Dynamic OpenTelemetry: Built for Change

Dynamic OpenTelemetry unlocks runtime flexibility. It allows telemetry behavior to adapt on the fly — without system restarts, manual redeployments, or waiting on centralized observability teams to push config updates. This makes it easier to reduce costs, improve relevance, and respond to real-time events.

Let's revisit our ongoing example that we have been covering in this blog series: data filtration.

Imagine you have two teams working in the same environment. One team needs strict guarantees that certain logs are never filtered, regardless of volume. The other does not. Meanwhile, your site reliability engineers are scrambling to stop a misbehaving service that's flooding the system with repetitive, low-value log entries. Now your developers and SREs both want to manage the filterProcessor. Any changes one team makes could break the other team's requirements.

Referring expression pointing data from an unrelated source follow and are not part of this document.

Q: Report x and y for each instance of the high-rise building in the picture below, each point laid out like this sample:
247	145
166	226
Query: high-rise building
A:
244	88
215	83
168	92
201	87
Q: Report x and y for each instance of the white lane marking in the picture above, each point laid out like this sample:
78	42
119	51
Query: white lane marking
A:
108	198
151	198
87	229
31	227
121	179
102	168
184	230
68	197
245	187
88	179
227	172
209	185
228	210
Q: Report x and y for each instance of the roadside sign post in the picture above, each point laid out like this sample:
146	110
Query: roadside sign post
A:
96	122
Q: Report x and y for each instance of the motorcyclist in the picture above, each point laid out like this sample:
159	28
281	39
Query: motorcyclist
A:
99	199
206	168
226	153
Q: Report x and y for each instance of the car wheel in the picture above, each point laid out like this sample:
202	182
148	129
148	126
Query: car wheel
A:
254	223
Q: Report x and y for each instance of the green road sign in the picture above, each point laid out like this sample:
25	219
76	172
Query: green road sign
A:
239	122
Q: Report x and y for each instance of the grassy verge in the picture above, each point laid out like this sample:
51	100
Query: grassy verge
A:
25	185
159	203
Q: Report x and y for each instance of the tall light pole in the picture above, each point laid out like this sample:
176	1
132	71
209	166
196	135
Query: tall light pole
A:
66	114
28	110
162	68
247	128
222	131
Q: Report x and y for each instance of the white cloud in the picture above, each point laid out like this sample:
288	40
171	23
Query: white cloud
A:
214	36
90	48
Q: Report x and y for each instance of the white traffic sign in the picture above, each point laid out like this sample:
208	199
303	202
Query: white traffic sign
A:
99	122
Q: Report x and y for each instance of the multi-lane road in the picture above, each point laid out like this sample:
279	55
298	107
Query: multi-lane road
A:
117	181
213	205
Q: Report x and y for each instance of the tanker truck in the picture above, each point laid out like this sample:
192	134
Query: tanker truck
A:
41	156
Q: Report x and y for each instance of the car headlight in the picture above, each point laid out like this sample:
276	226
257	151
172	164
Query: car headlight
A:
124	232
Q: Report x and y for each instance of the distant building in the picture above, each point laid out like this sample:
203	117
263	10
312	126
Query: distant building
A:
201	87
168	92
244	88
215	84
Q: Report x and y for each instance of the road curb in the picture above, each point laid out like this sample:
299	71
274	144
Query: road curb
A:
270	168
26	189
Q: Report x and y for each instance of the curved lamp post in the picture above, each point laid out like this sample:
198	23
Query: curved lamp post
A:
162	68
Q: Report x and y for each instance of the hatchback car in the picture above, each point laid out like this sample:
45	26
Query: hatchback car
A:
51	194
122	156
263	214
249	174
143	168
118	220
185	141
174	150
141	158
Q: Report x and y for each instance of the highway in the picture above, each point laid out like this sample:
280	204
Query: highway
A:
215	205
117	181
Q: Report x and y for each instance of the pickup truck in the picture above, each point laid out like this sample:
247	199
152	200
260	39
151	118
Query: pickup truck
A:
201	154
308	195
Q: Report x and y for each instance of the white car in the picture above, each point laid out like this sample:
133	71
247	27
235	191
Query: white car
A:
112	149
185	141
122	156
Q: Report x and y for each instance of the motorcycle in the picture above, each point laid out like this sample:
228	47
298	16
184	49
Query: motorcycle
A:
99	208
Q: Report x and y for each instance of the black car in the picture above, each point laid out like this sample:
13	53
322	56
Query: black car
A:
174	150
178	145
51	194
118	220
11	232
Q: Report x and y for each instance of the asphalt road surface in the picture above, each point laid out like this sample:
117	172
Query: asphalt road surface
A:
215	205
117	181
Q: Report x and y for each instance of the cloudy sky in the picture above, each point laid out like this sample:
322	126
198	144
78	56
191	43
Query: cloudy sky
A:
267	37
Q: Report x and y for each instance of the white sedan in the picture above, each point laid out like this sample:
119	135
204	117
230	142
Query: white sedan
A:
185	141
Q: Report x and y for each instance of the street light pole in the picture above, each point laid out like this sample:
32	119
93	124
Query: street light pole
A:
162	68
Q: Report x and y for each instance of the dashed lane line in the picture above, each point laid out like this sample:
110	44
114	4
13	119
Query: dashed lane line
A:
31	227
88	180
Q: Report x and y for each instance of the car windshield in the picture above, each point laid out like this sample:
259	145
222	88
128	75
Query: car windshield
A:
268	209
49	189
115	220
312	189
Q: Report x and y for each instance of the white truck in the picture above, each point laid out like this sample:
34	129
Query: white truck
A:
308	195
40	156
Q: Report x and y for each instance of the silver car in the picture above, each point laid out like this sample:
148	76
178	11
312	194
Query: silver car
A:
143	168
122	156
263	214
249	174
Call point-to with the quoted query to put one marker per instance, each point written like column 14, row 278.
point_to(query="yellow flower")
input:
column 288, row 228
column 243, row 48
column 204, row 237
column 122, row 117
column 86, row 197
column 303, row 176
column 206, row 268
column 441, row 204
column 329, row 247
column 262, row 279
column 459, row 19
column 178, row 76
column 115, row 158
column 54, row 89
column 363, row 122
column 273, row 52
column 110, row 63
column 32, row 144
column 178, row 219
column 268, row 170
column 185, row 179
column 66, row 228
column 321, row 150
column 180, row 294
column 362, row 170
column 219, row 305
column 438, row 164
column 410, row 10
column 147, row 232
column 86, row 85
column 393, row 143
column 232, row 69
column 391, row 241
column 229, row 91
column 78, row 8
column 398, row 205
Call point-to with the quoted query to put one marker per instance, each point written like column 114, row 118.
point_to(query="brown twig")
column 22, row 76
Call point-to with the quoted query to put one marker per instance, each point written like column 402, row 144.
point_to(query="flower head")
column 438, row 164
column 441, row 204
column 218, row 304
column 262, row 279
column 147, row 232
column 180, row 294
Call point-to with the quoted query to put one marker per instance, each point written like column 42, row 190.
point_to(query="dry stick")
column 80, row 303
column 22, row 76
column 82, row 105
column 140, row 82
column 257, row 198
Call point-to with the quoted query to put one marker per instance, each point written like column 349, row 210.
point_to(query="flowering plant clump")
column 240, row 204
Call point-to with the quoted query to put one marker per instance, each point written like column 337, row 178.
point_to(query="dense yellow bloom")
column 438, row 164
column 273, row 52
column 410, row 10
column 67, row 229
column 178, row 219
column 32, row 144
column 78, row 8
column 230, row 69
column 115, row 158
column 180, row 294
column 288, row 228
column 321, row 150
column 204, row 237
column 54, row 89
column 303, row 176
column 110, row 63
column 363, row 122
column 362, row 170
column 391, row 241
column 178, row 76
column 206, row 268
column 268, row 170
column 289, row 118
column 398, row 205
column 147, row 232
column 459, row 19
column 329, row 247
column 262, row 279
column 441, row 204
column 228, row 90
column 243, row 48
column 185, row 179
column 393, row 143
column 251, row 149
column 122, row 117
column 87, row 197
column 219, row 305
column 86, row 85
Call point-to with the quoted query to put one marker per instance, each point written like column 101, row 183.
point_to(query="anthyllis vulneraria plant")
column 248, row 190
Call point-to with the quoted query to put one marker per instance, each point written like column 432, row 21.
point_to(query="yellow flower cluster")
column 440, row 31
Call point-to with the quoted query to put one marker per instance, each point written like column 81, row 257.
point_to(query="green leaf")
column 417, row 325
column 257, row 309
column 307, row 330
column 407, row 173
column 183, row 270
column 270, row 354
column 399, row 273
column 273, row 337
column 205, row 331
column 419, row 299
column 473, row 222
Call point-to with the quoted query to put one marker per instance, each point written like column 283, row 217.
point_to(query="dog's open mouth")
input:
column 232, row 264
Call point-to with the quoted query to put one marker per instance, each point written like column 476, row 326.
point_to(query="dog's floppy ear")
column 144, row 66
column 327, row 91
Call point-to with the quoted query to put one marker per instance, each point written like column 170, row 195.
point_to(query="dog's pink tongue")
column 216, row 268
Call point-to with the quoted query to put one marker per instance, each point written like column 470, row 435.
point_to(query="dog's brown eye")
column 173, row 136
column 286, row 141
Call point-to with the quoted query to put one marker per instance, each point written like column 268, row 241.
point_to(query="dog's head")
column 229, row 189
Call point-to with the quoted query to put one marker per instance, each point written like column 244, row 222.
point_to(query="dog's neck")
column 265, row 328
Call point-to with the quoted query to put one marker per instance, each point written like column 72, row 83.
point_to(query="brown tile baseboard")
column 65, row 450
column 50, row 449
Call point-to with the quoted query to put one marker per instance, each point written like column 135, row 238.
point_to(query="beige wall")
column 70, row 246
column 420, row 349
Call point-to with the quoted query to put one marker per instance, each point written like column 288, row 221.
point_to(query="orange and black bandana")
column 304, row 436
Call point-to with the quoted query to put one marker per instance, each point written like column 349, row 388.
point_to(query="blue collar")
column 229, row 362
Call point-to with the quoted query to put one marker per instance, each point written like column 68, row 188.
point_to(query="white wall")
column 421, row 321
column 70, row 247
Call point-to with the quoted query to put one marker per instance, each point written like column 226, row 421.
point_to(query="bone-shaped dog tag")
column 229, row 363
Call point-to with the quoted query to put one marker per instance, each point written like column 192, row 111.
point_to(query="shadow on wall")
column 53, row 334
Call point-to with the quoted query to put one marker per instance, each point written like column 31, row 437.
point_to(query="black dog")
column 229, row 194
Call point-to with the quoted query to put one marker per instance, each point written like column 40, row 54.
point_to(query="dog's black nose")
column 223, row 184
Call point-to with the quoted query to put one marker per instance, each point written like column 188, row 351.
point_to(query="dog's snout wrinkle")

You need a global set of filtration rules — but with local overrides. You need expressions like “always include” and “always exclude” that can adapt per team, per service, or even per deployment — all without restarting or redeploying OTEL components. And you need a way for separate teams' requirements to be merged together into your production filterProcessor configuration that gets deployed to your OTEL collector environment. Rest assured, things will change with time and so this isn't a one-time challenge.

Decentralize Control, Avoid Bottlenecks

To scale the use of OpenTelemetry effectively across your organization, you can't bottleneck observability control behind a central OTEL engineering team. Teams must be empowered to manage their own telemetry behavior within guardrails — allowing them to iterate quickly and meet their own operational needs.

That's the promise of dynamic OpenTelemetry: observability pipelines that are flexible, responsive, and built for the pace of modern software delivery.

Rethinking Telemetry Control with Variables

If we want to evolve OpenTelemetry (OTEL) from a static configuration tool into a dynamic, code-integrated platform for runtime control of observability pipelines we need to start with the introduction of variables. We call these telemetry control variables — configuration, enrichment, and automation variables— each serving a distinct role in modern observability systems.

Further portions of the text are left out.